The Number One Reason Why You Should Prioritize EMV...Liability
As posted by Jamie Moss on Oct 21, 2014 2:58:13 PM
EMV (Europay, MasterCard and Visa) is a now the global standard for inter-operation of integrated circuit cards, or "chip cards". Chargeback liability for all merchants without EMV by October 2015 will end up on the doorstep of that merchant. If you do not offer EMV and someone uses a fraudulent card at your location, you are liable. If you accept EMV, you are not.
And how about all those stolen cards from merchant databases? If you do not use EMV, and someone breaches your security and steals your customer data, you will be responsible for any purchases made with that stolen data. If you accept EMV, you are not liable. This is called a chargeback liability shift --- from the issuing banks to the merchant. And it all adds up to one incredible and compelling argument to join the EMV revolution.
Investing in equipment and payments technology is starting to make more sense now, right? But is this really going to happen? Absolutely. EMV still does not remove the threat of stolen cardholder data. Point-To-Point Encryption (P2PE) does… so it might be time to deploy P2PE solutions that support both EMV and Apple Pay all at the same time.
EMV Conversion in the US Set to Explode
A form of contactless payment, EMV is already largely used in Europe and China, and the world is bracing for a revolution in credit card transactions as EMV becomes not only something available in some locations, but the norm for consumers. And merchants who are in the midst of upgrading their terminals need to prioritize EMV, no matter how large a merchant you may be. According to an article written by The Members Group, "U.S. EMV Conversion Expected to Drive SmartCard Shipments," the US will be a large driving factor to this worldwide movement:
"Global EMV card shipments are expected to total more than 3 billion by 2019. Although moves by China are driving much of that total, the U.S. is expected to have a great impact on worldwide shipment numbers in the coming years.

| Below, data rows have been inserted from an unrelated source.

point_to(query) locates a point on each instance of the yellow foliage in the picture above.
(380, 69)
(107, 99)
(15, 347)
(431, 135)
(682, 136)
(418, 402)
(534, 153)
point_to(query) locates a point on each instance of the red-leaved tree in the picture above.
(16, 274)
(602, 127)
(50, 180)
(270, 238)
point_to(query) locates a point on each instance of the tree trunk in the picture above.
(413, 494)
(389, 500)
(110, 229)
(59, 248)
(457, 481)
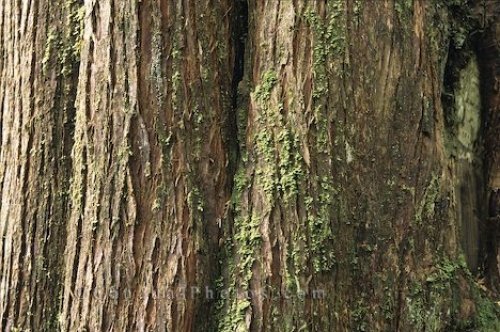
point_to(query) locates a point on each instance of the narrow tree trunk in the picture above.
(38, 71)
(150, 179)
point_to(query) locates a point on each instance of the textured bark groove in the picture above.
(38, 68)
(234, 165)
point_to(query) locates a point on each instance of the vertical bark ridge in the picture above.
(151, 151)
(36, 95)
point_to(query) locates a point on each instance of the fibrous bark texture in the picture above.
(261, 165)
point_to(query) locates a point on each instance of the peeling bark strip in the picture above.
(38, 68)
(162, 160)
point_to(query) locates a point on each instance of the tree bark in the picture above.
(38, 70)
(280, 165)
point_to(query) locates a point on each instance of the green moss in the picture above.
(425, 208)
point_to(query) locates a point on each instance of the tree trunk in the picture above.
(249, 165)
(38, 70)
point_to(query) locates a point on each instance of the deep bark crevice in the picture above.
(471, 66)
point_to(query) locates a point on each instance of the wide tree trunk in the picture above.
(233, 165)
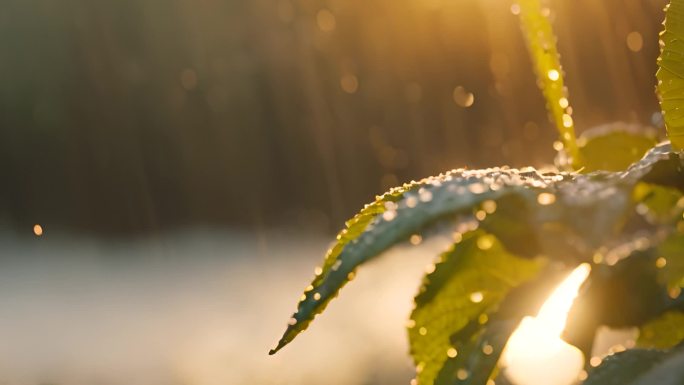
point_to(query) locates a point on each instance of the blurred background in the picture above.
(186, 163)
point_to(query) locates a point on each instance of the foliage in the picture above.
(517, 232)
(671, 73)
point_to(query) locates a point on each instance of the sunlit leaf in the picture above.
(569, 214)
(659, 204)
(671, 73)
(671, 261)
(640, 367)
(458, 297)
(541, 43)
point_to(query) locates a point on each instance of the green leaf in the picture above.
(671, 73)
(671, 265)
(541, 44)
(640, 367)
(622, 295)
(663, 332)
(613, 147)
(458, 296)
(570, 214)
(659, 204)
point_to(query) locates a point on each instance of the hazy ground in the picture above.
(195, 308)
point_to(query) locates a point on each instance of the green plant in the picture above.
(615, 202)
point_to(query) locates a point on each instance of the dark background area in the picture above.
(135, 116)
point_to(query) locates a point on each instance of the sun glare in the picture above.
(535, 353)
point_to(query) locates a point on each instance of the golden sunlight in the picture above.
(535, 353)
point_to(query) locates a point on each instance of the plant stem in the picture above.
(541, 43)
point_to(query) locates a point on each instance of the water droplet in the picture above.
(567, 121)
(425, 196)
(389, 215)
(477, 188)
(553, 75)
(485, 242)
(546, 199)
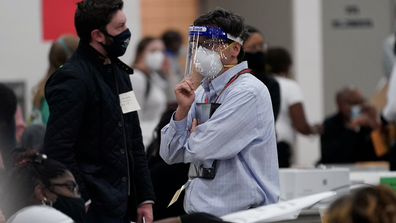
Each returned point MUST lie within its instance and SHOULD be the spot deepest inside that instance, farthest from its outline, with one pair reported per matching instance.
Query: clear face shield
(205, 56)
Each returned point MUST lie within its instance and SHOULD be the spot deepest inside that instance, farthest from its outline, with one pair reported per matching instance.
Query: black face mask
(72, 207)
(119, 45)
(256, 61)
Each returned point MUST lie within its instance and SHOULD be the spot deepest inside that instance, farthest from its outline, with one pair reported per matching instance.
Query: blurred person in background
(255, 49)
(60, 51)
(376, 204)
(33, 137)
(291, 118)
(8, 140)
(346, 136)
(35, 180)
(173, 50)
(148, 85)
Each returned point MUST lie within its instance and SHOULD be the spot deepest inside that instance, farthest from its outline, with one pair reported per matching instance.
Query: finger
(183, 87)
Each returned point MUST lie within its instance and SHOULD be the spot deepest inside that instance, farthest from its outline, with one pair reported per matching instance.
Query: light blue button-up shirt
(240, 135)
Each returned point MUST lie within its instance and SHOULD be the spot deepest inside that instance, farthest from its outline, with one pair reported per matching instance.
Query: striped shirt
(240, 135)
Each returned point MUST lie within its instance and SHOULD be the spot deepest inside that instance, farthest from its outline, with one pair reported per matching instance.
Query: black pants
(284, 154)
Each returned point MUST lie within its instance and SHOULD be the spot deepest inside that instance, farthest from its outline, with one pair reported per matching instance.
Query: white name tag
(128, 102)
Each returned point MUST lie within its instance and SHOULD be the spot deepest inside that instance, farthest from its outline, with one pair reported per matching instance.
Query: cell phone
(355, 111)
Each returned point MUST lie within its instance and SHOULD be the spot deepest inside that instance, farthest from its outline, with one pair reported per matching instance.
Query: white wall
(308, 71)
(23, 54)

According to a recent ABI Research report, 1.7 billion EMV chip cards were shipped worldwide in 2013 (a 27-percent increase from 2012). In 2013, 442 million chip cards went to China, which is in the midst of an EMV card conversion to the People’s Bank of China card standard. Fifty-six percent of the 442 million cards sent to China were contactless.
ABI is forecasting double-digit annual growth in EMV card shipments through 2017. However, if not for China, global growth year-over-year would have totaled just 8.5 percent instead of 27 percent between 2012 and 2013. This illustrates the impact a single country’s card conversion can have on total global card shipments. ABI researchers predict with nearly 2 billion payment cards currently in circulation in the U.S., a similar “China effect” could occur as the U.S. migrates to EMV.

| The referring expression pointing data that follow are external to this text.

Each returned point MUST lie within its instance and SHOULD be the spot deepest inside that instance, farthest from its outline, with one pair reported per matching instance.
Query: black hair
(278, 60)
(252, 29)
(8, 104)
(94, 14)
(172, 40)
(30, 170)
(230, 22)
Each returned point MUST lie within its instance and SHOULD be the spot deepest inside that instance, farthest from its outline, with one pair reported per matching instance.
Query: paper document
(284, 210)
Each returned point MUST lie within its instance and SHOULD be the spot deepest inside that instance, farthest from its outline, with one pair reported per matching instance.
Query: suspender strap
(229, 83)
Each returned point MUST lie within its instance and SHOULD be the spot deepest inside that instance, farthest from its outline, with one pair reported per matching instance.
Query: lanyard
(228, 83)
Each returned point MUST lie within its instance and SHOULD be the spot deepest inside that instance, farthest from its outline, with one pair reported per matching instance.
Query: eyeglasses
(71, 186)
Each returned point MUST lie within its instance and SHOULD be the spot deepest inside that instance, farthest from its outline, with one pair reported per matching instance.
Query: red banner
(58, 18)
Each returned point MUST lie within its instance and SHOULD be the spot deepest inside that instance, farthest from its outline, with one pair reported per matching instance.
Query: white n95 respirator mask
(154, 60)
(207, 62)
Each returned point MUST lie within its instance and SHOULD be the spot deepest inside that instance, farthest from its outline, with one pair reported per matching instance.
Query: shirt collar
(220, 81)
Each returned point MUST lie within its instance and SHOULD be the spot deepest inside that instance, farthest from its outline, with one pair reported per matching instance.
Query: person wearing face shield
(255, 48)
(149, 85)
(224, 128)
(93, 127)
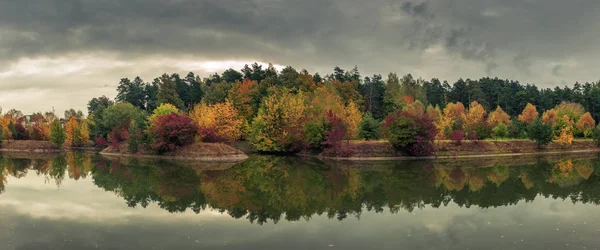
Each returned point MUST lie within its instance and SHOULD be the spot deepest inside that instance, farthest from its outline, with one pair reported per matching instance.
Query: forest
(291, 111)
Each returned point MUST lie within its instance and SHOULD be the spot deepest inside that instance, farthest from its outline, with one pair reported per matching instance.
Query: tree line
(291, 111)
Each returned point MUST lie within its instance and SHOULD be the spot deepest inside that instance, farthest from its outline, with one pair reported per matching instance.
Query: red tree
(172, 131)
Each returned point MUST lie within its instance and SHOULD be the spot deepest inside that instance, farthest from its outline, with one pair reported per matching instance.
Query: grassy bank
(382, 149)
(196, 151)
(29, 146)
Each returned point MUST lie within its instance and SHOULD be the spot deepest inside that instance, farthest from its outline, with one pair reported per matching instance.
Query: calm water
(83, 201)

EMV card issuance in the United States has been slow going so far, but ABI Senior Analyst Phil Sealy expects it to pick up over the next few months. Indeed, new numbers released by the Payments Security Task Force (PSTF) support Sealy’s expectation. The PSTF, composed of nine of the U.S.’s largest payment card issuers, recently announced an estimated 575 million U.S. payment cards will feature EMV by 2015.
These statistics underscore the importance of issuers getting into EMV conversion queues with their processors and vendors now. As more merchants re-terminalize, more cardholders receive smart cards from major issuers and more fraud-prevention proponents tout the benefits, those EMV project lines will only get longer."